The last week of school we learned, I forget how, that Miss Nemec of Texas was not going to be at our school anymore. She hadn't done anything wrong, it was just one of those things that happen and students aren't let in on adult decisions. Anyway, she was leaving. We wanted to do something, Mary and Mary and Molly and Ruby and I. It is really not much to tell. Someone left campus at lunch time and bought (what else) a dozen yellow roses and when she came in on the last day we sang "The Yellow Rose of Texas" and gave her the flowers. Really, we were all the same age, girls in pastel colored uniforms and a young teacher who drove a blue Mustang. We cried.

She wrote us all a letter or two and that was it. I never saw her again.

I saw my English teacher many more times and some of the nuns. The school was a very nurturing place, maybe unusual for an all-girl Catholic high school, but the rich girls were boarding students (I was not one) and maybe they realized we all needed some tenderness in our lives. I have my yearbooks; I should scan pictures in. The grounds of the school were the old Studebaker estate. I got to go there because my parents wanted me to be sheltered from the cultural changes of the 60's and they did not like the other Catholic high school which was run by the diocese. It was a good place. Life changing you might say.

Ok, I have written, as I was told to. I hope you like it. I will write more, I promise.

18 comments:

  1. Yay.

    OMG there is a grammar error and the football game is about to start.

    ReplyDelete
  2. Lovely. People come along in our lives and they change the way we look at life. I am glad you had Miss Nemec for awhile. And I am casting my vote that you write more. You are a good writer:).

    ReplyDelete
  3. I sang all the way through this post... So did you :)

    ReplyDelete
    Replies
    1. Yeah, I did.
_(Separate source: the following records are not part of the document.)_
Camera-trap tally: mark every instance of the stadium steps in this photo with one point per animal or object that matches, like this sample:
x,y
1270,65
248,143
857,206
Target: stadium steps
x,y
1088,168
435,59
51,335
And look, I learned to use the "reply function".

      Delete
  4. Ann Richards, i think, but I am not sure.

    I hope you write more about that school....

    ReplyDelete
  5. This comment has been removed by a blog administrator.

    ReplyDelete
  6. oops ! did not mean to post that twice ! I have a bunch of relatives with the last name "Richardson" and so a greater affinity to that name than I once did....

    ReplyDelete
  7. Thanks for writing. There's a saying that 'schooldays are the best days of your lives'. My school years were not a happy time, due to bullying, but yours seem to be the complete opposite. A happy, joyous time :-))

    ReplyDelete
    Replies
    1. Bullies were another reason I was sent to this school. It would be the subject of another blog whether single-gender education can help cut down on bullying. Certainly Sister Mary Augustine did.

      Delete
    2. I went to a single-gender secondary school, and that's where I experienced the bullying, so for me I would say no, it doesn't cut it down.

      Delete
    3. Your school probably didn't have Sister Mary Augustine.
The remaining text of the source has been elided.